Cohere and Aleph Alpha announced their merger on Friday 24 April at a combined valuation of $20 billion, with Germany's Schwarz Group putting $600 million into Cohere's Series E as anchor investor 1. The talks had been reported as advanced two weeks earlier . Schwarz, owner of Lidl and Kaufland, also owns STACKIT, the SEAL-3 awardee in the Commission's €180m sovereign cloud framework, and held a strategic stake in Aleph Alpha before the merger.
The combination closes a loop no other European private actor can. STACKIT runs the cloud. The merged Cohere-Aleph entity supplies the model. Lidl and Kaufland, which between them turned over more than €175 billion last year, are the captive enterprise customer the merged entity needs to scale on European compute rather than US hyperscalers. The Sovereign Tech Europe conference had no European AI model company on its speaker list ; the European AI model company was being assembled off-stage that week.

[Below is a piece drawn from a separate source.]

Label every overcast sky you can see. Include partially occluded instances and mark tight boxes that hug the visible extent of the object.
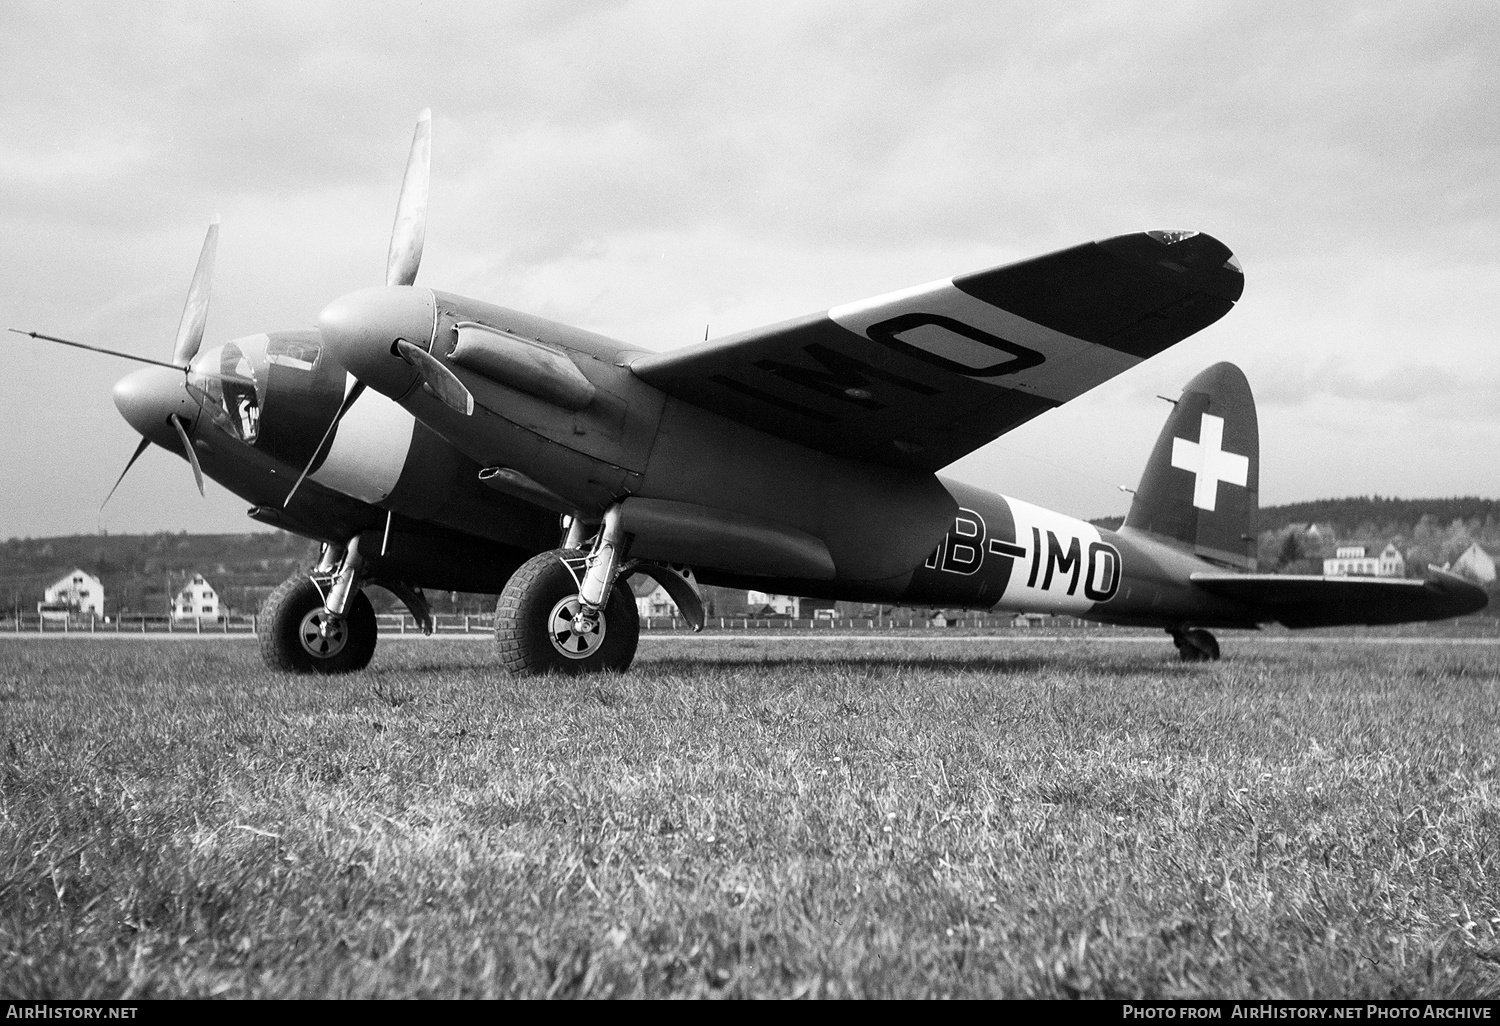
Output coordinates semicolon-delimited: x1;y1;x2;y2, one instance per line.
2;0;1496;540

Berlin's publicly stated conditions on the merger, that development services remain in Germany and infrastructure deployment stay sovereign, do operational work the conference's panellists did not. If enforced as deal terms, they push the merged entity onto STACKIT, closing the triangle. Both companies sit below the €500 million EU turnover threshold for automatic Commission review, but the competition directorate signalled in 2025 that AI-sector consolidation would face Digital Markets Act amendment scrutiny regardless. Bundeskartellamt filing has not been confirmed; Canadian Competition Bureau clearance is also required, and the deal is expected to close in the second half of 2026 2.